I fry my turkey every year. Brined over night in water, 1#brown sugar, 1# salt and water to cover. Then fried. Makes me glad to be in America.

But today I saw this and I'm beginning to question my values as a turkey cooker:
[attachment=0:12x6dzld]bacon turkey.jpg[/attachment:12x6dzld]


----------



## martymcfly73 (Sep 17, 2007)

Im smoking a turkey on my own this year. + 1 on the brine even if you're just cooking it in the oven. You'll never do one w/o it again.


----------



## utahgolf (Sep 8, 2007)

how's that brine compare to say injecting with cajun butter? do you inject any of the brine?


----------



## sawsman (Sep 13, 2007)

In addition to the turkey, we've done a prime rib and a pork loin in the past for something different.

The one thing I like the most and gotta have is the dressing. My father-in-law made a killer oyster stuffing once. :EAT:


----------



## martymcfly73 (Sep 17, 2007)

utahgolf said:


> how's that brine compare to say injecting with cajun butter? do you inject any of the brine?


I don't inject mine. It pre salts the turkey and moistens it. I would think it would be better than injecting. You could add the butter to the brine or rub it on the turkey prior to cooking with the same results.


----------



## Dunkem (May 8, 2012)

Boneless pork loin butterflied until it is about 1 inch thick,spread pinenuts,pistacios(sp),feta cheese sun dried tomatoes,and baby spinach.Carefully roll loin back together,and tie.cover with bacon and roast 350 degrees 12-14 minutes lb. Your guests wont even ask where the turkey is.Remember that pork does not have to be cooked so well done as it was when they were mostly slop fed :EAT:


----------



## Gumbo (Sep 22, 2007)

utahgolf said:


> how's that brine compare to say injecting with cajun butter? do you inject any of the brine?

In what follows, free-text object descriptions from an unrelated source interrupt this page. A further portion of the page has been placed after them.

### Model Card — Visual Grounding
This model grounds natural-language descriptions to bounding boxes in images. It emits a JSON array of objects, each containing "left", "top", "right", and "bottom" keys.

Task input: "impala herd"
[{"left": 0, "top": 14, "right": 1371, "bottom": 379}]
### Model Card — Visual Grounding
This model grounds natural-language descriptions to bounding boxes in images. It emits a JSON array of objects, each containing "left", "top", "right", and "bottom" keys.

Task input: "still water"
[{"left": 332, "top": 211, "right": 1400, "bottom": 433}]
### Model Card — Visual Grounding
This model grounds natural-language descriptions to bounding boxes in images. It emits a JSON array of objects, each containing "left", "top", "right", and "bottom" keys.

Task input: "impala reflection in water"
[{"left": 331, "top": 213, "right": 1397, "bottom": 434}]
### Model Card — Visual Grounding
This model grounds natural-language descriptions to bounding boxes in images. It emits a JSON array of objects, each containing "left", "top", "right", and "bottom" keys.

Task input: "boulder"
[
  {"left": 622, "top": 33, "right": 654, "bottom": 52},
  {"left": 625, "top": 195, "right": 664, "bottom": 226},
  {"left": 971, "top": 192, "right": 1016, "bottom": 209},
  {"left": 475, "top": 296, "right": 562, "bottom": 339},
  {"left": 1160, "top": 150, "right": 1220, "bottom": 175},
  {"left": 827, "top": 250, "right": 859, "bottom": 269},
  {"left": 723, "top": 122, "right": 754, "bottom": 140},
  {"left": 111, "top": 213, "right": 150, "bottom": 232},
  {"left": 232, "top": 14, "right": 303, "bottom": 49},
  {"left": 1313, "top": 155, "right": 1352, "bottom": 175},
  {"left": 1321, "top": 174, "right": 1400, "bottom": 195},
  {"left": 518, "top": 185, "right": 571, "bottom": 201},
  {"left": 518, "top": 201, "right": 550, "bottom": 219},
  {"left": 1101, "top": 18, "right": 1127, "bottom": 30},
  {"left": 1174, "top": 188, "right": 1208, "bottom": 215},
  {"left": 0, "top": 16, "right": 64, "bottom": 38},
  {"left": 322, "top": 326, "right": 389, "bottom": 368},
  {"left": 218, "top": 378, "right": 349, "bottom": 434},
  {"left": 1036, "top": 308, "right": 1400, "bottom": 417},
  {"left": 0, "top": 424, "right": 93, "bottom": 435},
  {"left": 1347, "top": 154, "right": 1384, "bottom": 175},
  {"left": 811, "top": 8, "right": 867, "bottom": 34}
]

Generally speaking, you inject for flavor; you brine for moisture. Most people don't brine a bird they're going to fry, because it will be plenty moist and just need the flavor. If you're going to roast or smoke, most will brine.


----------



## wyogoob (Sep 7, 2007)

For safety reasons turkeys are cooked to an internal temperature of 165°. Those little red pop-out thingies are set at that temp, or higher.

I inject and then soak my turkeys in a brine solution. They are actually cured so they can be cooked at a much lower internal temperature, 152°. The difference in how moist a bird is cooked to an internal temp of 165° versus 152° is a bunch.


----------